On peut aussi regarder ce qui se passe de nos jours où se développe un genre à part entière qui est celui des enquêtes sur les victimes de la Shoah, dont l’une des premières fut menée par Modiano dans Dora Bruder et l’une des plus importantes rédigée par Daniel Mendelsohn, avec Les Disparus. Ces enquêtes font converger différentes méthodes historiographiques, comme la micro-histoire et l’ego-histoire, sans rien céder sur ce qui fait la force de la création littéraire. Elles nous permettent d’observer la manière dont la littérature est à même de produire ses propres savoirs critiques sur le monde, à l’aide d’une véritable circulation entre littérature et historiographie.

De manière plus générale, on peut donc dire que ces écritures de la Shoah nous donnent à voir non seulement l’absence des traces et le phénomène d’effacement en lui-même, mais aussi les difficultés qui accompagnent le sentiment d’un mal d’archive. Elles nous placent face aux efforts et parfois aux impasses pour savoir et reconstituer les événements, ainsi que face aux affects qui bouleversent les œuvres cherchant à faire trace à leur manière.

Vous insistez sur un point qui est pour moi fondamental. Les nazis ont essayé de supprimer tous les témoins, toutes les archives, ils ont voulu effacer l’idée même de fait. Mais ce qui a disparu à tout jamais, ce dont le document ou le témoignage ne peuvent rendre compte, est l’individualité, la subjectivité des victimes, de telle victime. De manière radicale : même ceux et celles qui ont pu survivre et qui témoignent ne peuvent par définition témoigner à la première personne de l’assassinat dans les chambres à gaz. La volonté de témoigner se heurte à l’impossibilité de témoigner absolument. Ceci, évidemment, ne remet en rien en cause la valeur, l’importance des témoignages, au contraire. Mais cela, dans votre livre, devient définitoire d’un des enjeux majeurs de la littérature qui se rapporte au génocide. En quoi la question de l’individualité et de la subjectivité est-elle ici un enjeu précisément pour la littérature ?

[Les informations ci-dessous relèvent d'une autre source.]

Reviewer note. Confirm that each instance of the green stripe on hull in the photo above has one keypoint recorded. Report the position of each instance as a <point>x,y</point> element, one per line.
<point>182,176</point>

La question du « témoin intégral » et de la possibilité du témoignage a en effet été largement débattue, et soulevée par certains témoins eux-mêmes, en particulier par Primo Levi. Mais il m’a semblé que, en regard de la question des traces et de l’effacement, il était plus pertinent d’envisager les choses sous un autre angle, à savoir celui de l’individualité des victimes. Car il s’agit bien d’un des enjeux majeurs pour cette littérature, justement parce que le génocide a été caractérisé par la mort anonyme et en masse. Qu’il s’agisse du journal d’Hélène Berr, écrit pendant l’Occupation, des textes de Zalmen Gradowski, rédigés pendant qu’il officiait dans le Sonderkommando d’Auschwitz-Birkenau, ou des enquêtes contemporaines de Mendelsohn, Modiano ou Marianne Rubinstein, tous ces textes s’interrogent sur la nécessité et la possibilité de rendre aux victimes l’individualité qui leur a été ôtée. Je me contenterai de citer ces mots de Zalmen Gradowski, qui nomme à chaque début de section de son deuxième manuscrit les membres de sa famille, et qui formule ce vœu : « Que leur nom, leur mémoire, ne soient pas si vite effacés ! ». Pour autant, ces textes, qui nous touchent par leur désir de restaurer l’individualité des victimes, qui nous font assister à cette entreprise inouïe par laquelle la littérature se dresse contre le projet nazi, ne basculent jamais dans l’illusion selon laquelle les œuvres pourraient ressusciter les morts. L’écriture sait fort bien qu’elle ne fera pas revenir les disparus et qu’elle ne permettra pas non plus de faire le deuil des victimes. Mais elle est à même de leur donner une présence parmi nous et de nous transmettre leur mémoire.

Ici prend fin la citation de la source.